I’d have got used to the extra income, but it would have been on the black — and therefore I would now have been compromised. This is where the screws would have been applied. They made it clear at the first meeting in 2018 that their eventual targets for me would have been documents and information from the Foreign Office, the Defence Ministry and the Trade Departments before release. That is where a lucrative side project would become spying.

If this is the process infamously run through LinkedIn, then consider the individual. We are told that the young man arrested (who professes his innocence) worked for the China Research Group — the activist think tank set up by China hawks like the Security Minister Tom Tugendhat and Neil O’Brien. Salaries at the CRG are offered at £35,000 for a senior researcher. Further down the organisation’s food chain, people are offered salaries around the London living wage. Somebody in the director’s role would have been lucky to clear £50,000. Think of just how attractive the near £40,000 would have looked — and remember the offer to me was made in 2018, so the numbers may well have risen since then.

Talking to people who know about these sorts of things, it is assumed that the Chinese have used a blunderbuss scattergun tactic to find possible people to target. Type “Westminster China” into LinkedIn, and you will find 25 people. Hone your search, and you will find many, many more.

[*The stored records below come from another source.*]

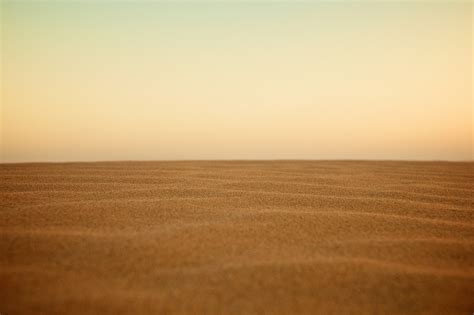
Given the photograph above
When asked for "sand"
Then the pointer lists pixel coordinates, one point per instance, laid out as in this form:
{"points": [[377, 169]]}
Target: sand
{"points": [[282, 237]]}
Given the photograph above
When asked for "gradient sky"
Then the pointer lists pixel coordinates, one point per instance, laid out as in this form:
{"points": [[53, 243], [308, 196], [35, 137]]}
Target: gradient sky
{"points": [[108, 80]]}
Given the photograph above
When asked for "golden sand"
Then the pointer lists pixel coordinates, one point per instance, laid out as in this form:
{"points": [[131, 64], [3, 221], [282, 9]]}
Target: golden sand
{"points": [[236, 237]]}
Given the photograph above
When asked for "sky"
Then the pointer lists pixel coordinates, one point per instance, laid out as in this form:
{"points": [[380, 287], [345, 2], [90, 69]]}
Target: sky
{"points": [[155, 80]]}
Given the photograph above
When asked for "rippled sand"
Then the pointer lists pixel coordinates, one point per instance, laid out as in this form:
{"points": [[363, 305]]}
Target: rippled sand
{"points": [[237, 238]]}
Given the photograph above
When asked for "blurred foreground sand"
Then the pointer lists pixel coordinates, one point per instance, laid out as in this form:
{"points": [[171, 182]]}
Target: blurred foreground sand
{"points": [[236, 237]]}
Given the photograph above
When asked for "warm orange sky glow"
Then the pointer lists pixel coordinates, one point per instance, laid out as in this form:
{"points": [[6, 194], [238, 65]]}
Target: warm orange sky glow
{"points": [[106, 80]]}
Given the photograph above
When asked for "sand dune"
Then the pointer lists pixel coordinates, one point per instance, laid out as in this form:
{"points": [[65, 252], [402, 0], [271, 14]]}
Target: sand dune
{"points": [[286, 237]]}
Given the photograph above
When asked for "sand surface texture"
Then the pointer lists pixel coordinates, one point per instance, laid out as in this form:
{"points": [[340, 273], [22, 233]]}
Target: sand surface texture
{"points": [[237, 238]]}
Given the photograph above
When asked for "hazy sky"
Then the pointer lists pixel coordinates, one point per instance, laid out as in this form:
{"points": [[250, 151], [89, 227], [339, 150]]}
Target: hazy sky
{"points": [[109, 80]]}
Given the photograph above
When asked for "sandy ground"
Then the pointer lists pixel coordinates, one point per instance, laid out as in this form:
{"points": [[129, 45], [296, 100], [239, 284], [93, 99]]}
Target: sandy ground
{"points": [[237, 238]]}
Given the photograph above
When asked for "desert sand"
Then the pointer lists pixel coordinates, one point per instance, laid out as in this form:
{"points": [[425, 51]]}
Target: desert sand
{"points": [[237, 237]]}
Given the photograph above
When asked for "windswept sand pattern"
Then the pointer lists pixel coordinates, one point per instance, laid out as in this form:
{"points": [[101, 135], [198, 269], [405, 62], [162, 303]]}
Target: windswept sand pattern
{"points": [[281, 237]]}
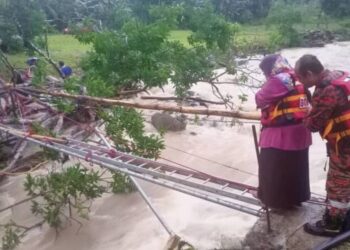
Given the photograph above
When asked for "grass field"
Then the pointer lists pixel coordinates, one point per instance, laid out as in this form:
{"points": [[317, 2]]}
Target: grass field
{"points": [[69, 50]]}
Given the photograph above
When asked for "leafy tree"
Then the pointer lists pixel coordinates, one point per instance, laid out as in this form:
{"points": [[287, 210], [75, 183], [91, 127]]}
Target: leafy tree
{"points": [[140, 54]]}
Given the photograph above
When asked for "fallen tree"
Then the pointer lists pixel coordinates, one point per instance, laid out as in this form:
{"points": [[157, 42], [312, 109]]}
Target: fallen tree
{"points": [[155, 106]]}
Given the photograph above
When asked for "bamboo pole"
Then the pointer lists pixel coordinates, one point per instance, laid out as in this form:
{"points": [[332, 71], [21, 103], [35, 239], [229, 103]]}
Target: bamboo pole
{"points": [[157, 106]]}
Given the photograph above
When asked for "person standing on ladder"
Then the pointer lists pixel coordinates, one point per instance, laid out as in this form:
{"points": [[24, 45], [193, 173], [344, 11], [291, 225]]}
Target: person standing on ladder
{"points": [[330, 115], [284, 140]]}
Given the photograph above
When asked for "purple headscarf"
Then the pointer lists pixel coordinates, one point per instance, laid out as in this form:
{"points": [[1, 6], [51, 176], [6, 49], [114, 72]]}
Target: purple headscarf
{"points": [[274, 64]]}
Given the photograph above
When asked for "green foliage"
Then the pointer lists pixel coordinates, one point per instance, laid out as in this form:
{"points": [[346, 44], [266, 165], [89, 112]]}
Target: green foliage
{"points": [[125, 127], [336, 8], [11, 238], [74, 188], [284, 17], [211, 29], [141, 55]]}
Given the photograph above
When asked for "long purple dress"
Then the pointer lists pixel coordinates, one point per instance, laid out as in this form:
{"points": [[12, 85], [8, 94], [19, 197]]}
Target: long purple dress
{"points": [[284, 162]]}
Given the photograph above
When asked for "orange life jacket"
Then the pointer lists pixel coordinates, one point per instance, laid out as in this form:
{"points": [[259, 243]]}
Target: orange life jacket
{"points": [[292, 109], [338, 127]]}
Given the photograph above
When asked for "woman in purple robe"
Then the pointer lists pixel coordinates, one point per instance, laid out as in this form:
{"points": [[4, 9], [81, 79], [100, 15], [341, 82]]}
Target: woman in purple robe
{"points": [[284, 162]]}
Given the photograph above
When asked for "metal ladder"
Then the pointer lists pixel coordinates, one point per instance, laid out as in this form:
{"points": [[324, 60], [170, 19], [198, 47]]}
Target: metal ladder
{"points": [[217, 190]]}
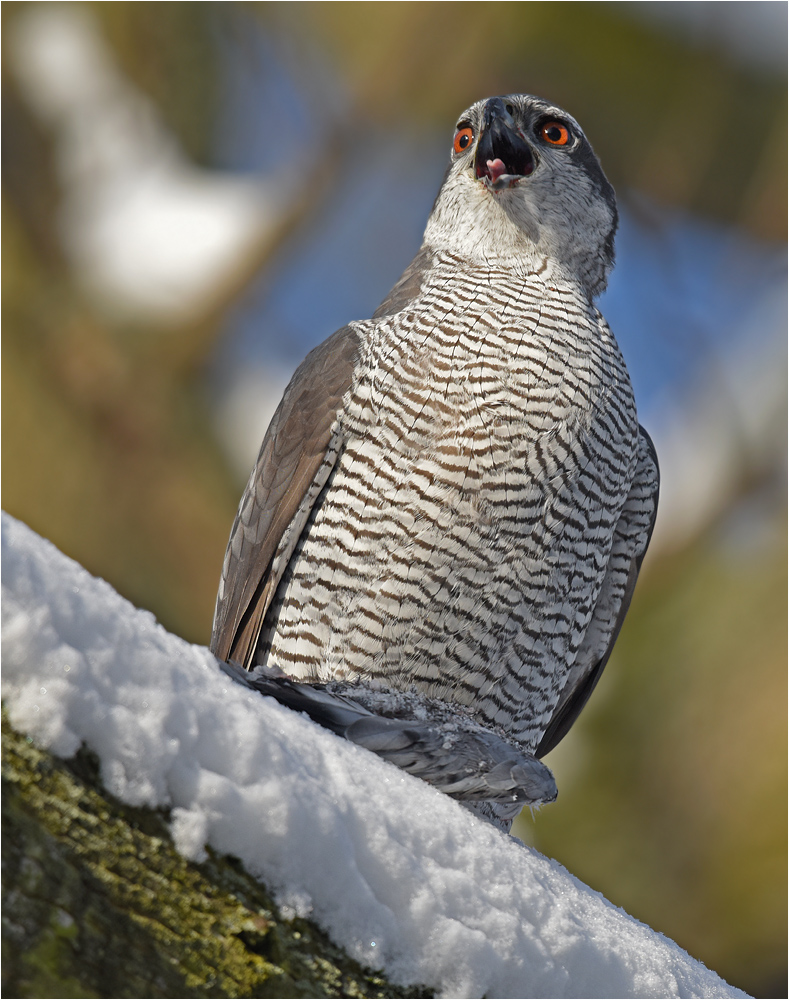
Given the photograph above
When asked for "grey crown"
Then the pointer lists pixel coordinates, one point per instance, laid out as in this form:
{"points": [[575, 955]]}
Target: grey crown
{"points": [[450, 507]]}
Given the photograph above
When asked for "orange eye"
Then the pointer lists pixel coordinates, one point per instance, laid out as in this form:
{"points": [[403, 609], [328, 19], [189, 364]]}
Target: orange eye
{"points": [[555, 133], [463, 139]]}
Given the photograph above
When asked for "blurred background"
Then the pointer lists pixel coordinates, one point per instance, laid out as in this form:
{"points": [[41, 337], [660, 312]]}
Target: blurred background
{"points": [[195, 194]]}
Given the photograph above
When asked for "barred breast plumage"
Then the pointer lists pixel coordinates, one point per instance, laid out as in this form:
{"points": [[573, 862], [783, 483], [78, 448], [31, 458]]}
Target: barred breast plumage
{"points": [[454, 497]]}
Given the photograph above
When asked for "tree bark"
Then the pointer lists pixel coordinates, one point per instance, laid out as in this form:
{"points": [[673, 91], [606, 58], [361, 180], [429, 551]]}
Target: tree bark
{"points": [[98, 903]]}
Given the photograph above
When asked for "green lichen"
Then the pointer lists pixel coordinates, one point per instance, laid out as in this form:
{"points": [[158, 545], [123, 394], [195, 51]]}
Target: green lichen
{"points": [[97, 902]]}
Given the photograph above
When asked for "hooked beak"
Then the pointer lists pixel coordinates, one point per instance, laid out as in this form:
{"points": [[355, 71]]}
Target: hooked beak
{"points": [[503, 156]]}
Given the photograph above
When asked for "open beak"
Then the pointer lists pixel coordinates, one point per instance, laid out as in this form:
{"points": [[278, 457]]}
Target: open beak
{"points": [[503, 156]]}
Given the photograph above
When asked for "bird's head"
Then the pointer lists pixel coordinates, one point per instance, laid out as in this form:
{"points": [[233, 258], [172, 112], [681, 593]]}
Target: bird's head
{"points": [[524, 186]]}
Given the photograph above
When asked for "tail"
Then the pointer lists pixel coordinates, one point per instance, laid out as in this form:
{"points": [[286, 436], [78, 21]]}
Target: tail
{"points": [[462, 759]]}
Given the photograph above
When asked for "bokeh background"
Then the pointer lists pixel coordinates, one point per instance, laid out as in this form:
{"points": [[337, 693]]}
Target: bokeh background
{"points": [[195, 194]]}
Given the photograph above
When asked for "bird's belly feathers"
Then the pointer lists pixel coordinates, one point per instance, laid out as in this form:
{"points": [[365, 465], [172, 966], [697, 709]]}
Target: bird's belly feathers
{"points": [[460, 542]]}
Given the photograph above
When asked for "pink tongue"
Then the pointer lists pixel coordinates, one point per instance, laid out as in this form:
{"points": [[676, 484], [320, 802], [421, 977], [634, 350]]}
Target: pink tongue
{"points": [[496, 168]]}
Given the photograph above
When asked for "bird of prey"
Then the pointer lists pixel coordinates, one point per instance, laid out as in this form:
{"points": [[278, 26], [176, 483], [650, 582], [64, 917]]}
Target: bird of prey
{"points": [[441, 536]]}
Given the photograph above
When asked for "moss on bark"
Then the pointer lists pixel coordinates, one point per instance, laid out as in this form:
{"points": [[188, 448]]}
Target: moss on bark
{"points": [[97, 903]]}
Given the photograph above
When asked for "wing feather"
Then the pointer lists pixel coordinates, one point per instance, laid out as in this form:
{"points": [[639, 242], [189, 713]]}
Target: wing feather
{"points": [[633, 532], [296, 457]]}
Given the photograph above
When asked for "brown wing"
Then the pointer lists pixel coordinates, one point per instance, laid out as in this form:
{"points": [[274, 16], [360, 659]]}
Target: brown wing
{"points": [[295, 460], [631, 539]]}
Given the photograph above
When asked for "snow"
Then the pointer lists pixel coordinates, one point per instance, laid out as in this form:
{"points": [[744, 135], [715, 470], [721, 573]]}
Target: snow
{"points": [[398, 874]]}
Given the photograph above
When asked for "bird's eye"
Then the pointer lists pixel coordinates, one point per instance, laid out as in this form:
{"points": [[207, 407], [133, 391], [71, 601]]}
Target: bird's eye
{"points": [[555, 133], [463, 139]]}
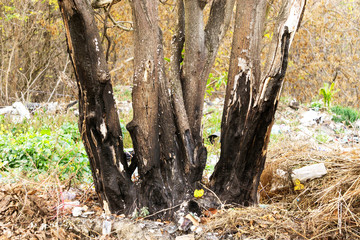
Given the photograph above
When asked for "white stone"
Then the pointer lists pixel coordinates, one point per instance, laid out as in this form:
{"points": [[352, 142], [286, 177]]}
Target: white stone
{"points": [[309, 172]]}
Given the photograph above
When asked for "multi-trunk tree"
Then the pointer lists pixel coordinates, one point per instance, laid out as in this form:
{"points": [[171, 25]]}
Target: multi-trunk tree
{"points": [[168, 103]]}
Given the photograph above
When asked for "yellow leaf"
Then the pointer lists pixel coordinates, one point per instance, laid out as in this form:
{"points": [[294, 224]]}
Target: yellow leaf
{"points": [[298, 185], [198, 193]]}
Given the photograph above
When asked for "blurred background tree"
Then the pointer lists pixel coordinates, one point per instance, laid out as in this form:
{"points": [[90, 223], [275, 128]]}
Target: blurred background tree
{"points": [[34, 67]]}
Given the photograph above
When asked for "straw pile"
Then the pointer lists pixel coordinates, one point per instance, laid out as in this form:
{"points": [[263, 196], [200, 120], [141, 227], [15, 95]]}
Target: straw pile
{"points": [[327, 207]]}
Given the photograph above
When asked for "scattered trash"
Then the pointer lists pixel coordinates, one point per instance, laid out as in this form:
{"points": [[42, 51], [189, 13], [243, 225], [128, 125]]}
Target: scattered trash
{"points": [[278, 129], [186, 237], [77, 211]]}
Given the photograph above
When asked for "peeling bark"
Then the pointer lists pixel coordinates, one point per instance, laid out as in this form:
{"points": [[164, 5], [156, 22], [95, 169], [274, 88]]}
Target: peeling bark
{"points": [[166, 126], [251, 100], [98, 120]]}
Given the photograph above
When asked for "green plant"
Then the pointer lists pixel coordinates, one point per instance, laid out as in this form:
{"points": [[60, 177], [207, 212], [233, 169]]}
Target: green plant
{"points": [[328, 92], [345, 114], [316, 105], [38, 150]]}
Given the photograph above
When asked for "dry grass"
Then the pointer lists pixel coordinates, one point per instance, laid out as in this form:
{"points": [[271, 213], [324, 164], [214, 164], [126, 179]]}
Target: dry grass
{"points": [[327, 208]]}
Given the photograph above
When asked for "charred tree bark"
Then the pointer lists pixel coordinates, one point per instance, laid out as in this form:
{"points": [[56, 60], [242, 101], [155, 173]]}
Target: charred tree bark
{"points": [[98, 120], [251, 99]]}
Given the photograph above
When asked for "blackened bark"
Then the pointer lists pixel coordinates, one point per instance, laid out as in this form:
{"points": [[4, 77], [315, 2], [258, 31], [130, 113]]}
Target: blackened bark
{"points": [[251, 100], [98, 120]]}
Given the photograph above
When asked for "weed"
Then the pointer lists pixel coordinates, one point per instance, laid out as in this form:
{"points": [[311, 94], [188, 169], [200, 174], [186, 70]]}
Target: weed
{"points": [[36, 150], [345, 114], [328, 92], [316, 105]]}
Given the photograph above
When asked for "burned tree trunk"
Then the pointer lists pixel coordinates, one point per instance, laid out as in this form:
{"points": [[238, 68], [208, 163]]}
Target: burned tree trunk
{"points": [[165, 130], [98, 120], [251, 99]]}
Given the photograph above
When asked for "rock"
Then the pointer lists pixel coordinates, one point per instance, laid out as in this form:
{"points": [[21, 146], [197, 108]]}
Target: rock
{"points": [[309, 172], [294, 105], [311, 117], [186, 237], [8, 110], [22, 110]]}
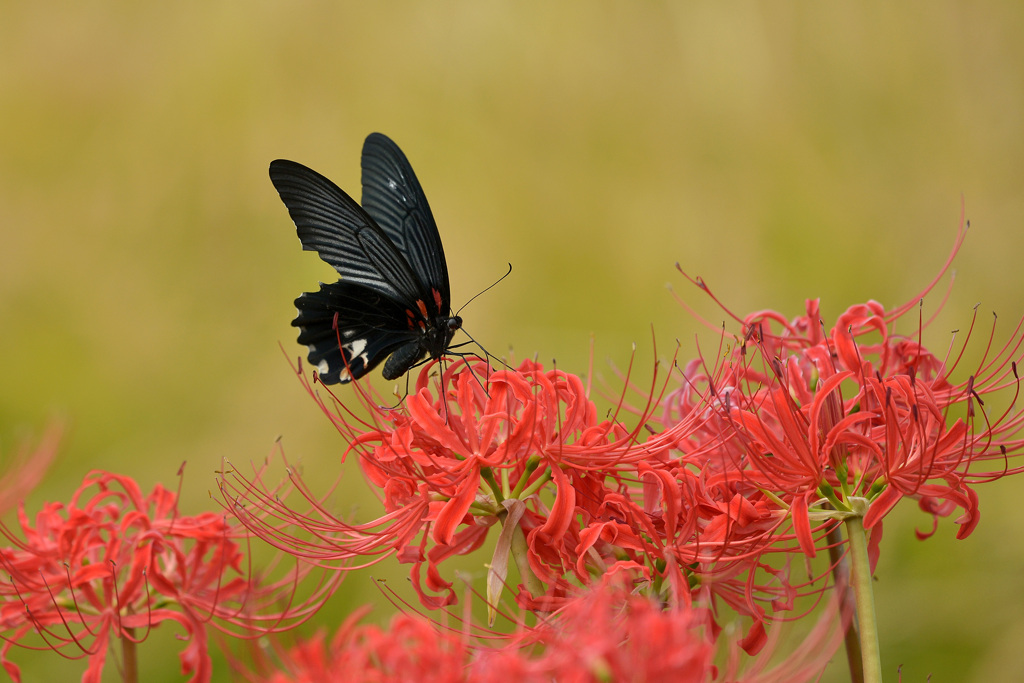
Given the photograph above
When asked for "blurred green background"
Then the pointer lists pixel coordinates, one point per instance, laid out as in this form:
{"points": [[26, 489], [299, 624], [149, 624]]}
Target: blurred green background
{"points": [[779, 151]]}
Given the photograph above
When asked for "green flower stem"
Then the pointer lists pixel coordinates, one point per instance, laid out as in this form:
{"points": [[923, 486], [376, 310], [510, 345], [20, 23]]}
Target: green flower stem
{"points": [[519, 551], [866, 619], [130, 655]]}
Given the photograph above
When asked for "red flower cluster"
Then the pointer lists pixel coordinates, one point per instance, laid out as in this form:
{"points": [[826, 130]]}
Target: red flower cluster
{"points": [[607, 633], [115, 563], [756, 458]]}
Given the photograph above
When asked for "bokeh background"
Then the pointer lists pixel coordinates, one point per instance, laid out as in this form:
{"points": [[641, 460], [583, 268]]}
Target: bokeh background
{"points": [[779, 151]]}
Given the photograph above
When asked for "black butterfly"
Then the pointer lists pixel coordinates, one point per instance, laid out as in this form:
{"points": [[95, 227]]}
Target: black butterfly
{"points": [[393, 298]]}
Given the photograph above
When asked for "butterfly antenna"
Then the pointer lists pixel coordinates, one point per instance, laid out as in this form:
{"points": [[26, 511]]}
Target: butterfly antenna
{"points": [[485, 289]]}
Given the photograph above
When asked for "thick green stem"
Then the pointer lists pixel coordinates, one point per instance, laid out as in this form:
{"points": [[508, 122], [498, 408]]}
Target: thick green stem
{"points": [[130, 650], [519, 551], [866, 619]]}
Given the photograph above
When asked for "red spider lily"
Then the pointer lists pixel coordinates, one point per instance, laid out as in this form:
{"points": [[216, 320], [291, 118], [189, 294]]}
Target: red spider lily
{"points": [[450, 467], [604, 633], [114, 563], [824, 425]]}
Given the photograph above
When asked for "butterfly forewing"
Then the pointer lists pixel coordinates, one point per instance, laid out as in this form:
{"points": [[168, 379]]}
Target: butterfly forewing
{"points": [[393, 198], [393, 298], [330, 222]]}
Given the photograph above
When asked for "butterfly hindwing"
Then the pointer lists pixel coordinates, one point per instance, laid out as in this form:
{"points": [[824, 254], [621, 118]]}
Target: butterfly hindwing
{"points": [[330, 222], [349, 329], [393, 299]]}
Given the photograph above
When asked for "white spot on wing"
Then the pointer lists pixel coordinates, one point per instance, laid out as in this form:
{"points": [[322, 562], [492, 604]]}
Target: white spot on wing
{"points": [[356, 347]]}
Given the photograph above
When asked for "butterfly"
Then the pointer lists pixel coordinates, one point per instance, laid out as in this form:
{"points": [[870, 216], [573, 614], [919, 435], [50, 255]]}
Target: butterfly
{"points": [[393, 299]]}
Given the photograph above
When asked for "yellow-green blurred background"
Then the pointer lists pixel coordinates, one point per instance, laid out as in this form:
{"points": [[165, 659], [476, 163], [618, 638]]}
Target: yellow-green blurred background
{"points": [[780, 151]]}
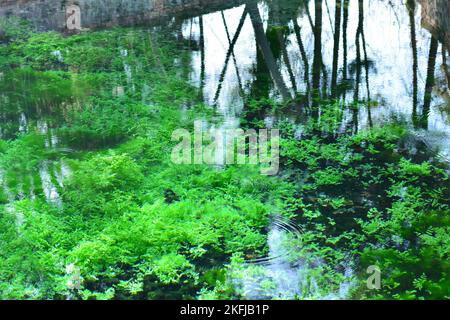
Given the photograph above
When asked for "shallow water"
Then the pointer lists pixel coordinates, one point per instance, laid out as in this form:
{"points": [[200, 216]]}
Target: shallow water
{"points": [[374, 66]]}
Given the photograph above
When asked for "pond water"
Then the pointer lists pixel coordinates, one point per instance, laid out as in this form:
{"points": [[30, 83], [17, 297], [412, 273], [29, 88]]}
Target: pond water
{"points": [[375, 56]]}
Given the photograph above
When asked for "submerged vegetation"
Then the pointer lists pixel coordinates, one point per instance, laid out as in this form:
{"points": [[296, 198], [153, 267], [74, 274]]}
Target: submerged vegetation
{"points": [[91, 207]]}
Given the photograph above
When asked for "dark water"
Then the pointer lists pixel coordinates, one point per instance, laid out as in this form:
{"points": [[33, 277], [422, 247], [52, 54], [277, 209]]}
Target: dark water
{"points": [[375, 55], [367, 58]]}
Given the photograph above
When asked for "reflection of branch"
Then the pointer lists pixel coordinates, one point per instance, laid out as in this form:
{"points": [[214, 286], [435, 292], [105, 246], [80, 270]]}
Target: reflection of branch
{"points": [[286, 60], [366, 61], [302, 51], [329, 15], [344, 37], [229, 53], [429, 82], [337, 34], [202, 53], [308, 13], [264, 46], [411, 8], [232, 53]]}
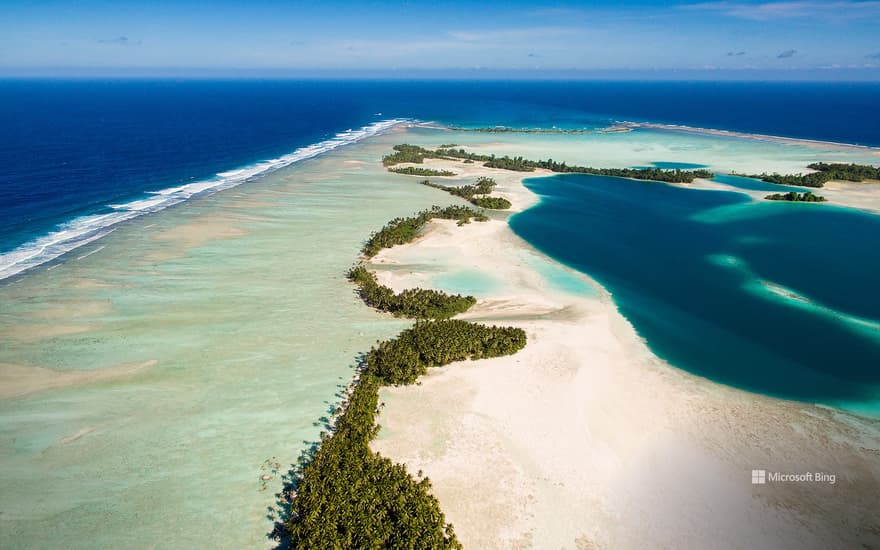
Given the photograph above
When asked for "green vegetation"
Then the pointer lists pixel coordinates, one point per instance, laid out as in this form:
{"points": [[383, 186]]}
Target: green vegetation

Whilst we must be happy that the security services are clearly looking into the problem, I can only assume there are many more people who have been approached. We do not know whether any have been tempted by the money, which as I say is initially for frankly not too onerous work — and generously remunerated.

Of course, we have the ritual denials from the Chinese Embassy, along with the slightly less ritual sight of our own politicians desperately trying to wipe away the stains that have spread across the house. The arrest back in March may be just the tip of the iceberg, even before there are fuller investigations into British universities and the tech and defence sectors.